3201 sayılı Kanun’un 6/A-(a) bendine göre bu Kanuna göre değerlendirilen sürelere istinaden aylık tahsisi yapılabilmesi için yurda kesin dönülmüş olması şarttır.
Kanun’un 6/B fıkrasının 1. cümlesine göre bu Kanun hükümlerinden yararlanmak suretiyle aylık bağlananlardan tekrar yurt dışında yabancı ülke mevzuatına tabi çalışanlar, ikamete dayalı bir sosyal sigorta ya da sosyal yardım ödeneği alanların aylıkları, tekrar çalışmaya başladıkları veya ikamete dayalı bir ödenek almaya başladıkları tarihten itibaren kesilir. Türkiye’de sigortalı olarak çalışmaya başlayanlar hakkında 31/5/2006 tarihli ve 5510 sayılı Sosyal Sigortalar ve Genel Sağlık Sigortası Kanununun sosyal güvenlik destek primine tabi olarak çalışılmasına ilişkin hükümleri uygulanır.
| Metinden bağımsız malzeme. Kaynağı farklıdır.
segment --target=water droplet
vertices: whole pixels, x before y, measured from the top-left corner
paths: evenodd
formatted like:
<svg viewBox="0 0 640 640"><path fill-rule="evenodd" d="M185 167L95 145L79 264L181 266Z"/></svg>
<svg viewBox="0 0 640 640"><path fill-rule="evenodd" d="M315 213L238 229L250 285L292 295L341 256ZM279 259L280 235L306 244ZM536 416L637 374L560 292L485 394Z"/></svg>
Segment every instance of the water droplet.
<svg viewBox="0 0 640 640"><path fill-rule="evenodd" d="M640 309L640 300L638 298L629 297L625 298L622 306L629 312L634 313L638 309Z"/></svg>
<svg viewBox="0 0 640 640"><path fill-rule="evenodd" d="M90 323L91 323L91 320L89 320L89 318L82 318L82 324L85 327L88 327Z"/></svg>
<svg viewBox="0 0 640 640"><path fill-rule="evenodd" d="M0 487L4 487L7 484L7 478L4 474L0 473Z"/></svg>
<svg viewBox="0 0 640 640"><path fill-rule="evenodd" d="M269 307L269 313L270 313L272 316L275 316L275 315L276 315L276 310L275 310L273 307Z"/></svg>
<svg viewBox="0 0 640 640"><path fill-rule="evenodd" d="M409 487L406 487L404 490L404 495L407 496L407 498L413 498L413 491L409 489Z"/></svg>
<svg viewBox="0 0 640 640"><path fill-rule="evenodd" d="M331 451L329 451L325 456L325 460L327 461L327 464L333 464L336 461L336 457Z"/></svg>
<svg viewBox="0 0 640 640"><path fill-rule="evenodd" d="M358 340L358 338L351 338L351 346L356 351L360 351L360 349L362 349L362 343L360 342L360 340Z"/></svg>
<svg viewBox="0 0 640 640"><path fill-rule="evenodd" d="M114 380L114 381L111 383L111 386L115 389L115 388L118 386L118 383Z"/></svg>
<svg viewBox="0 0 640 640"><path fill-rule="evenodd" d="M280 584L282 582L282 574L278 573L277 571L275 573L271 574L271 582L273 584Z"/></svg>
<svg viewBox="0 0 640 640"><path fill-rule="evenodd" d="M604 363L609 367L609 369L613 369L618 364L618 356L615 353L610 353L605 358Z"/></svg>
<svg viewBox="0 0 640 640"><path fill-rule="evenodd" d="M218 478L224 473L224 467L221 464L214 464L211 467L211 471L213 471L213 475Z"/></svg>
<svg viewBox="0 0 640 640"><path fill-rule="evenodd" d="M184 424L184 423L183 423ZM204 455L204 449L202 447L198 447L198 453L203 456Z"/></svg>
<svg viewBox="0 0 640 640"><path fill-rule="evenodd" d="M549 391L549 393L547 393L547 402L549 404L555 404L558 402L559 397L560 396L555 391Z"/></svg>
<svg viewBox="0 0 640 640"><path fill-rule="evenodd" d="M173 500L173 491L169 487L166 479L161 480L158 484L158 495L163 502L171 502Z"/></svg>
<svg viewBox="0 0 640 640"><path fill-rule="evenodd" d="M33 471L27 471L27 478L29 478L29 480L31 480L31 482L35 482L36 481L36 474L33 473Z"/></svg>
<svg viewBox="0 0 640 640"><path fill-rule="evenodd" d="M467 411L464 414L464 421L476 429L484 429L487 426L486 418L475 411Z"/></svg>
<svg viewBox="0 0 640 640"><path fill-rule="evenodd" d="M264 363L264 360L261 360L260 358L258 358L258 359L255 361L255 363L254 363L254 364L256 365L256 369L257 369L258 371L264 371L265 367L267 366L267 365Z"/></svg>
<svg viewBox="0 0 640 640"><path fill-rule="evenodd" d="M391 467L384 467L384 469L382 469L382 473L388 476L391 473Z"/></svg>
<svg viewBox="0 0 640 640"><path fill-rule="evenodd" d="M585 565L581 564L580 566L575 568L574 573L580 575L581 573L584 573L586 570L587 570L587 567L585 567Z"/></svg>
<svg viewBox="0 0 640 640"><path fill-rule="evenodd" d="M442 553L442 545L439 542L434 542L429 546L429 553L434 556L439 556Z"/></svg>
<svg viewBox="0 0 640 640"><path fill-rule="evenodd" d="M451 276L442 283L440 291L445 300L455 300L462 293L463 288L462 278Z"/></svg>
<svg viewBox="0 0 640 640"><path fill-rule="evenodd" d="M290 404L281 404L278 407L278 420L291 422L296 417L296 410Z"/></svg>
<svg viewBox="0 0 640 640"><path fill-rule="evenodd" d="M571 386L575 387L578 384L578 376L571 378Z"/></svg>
Kesin dönüş kavramının tanımı Yönetmelik’in “Tanımlar” başlıklı 4.maddesinin (d) bendinde yapılmıştır. Buna göre kesin dönüş; aylık tahsis talebinde bulunanların yurtdışındaki çalışmalarının sona ermesini, ikamete dayalı bir sosyal sigorta ya da sosyal yardım ödeneği almamaları durumunu ifade eder.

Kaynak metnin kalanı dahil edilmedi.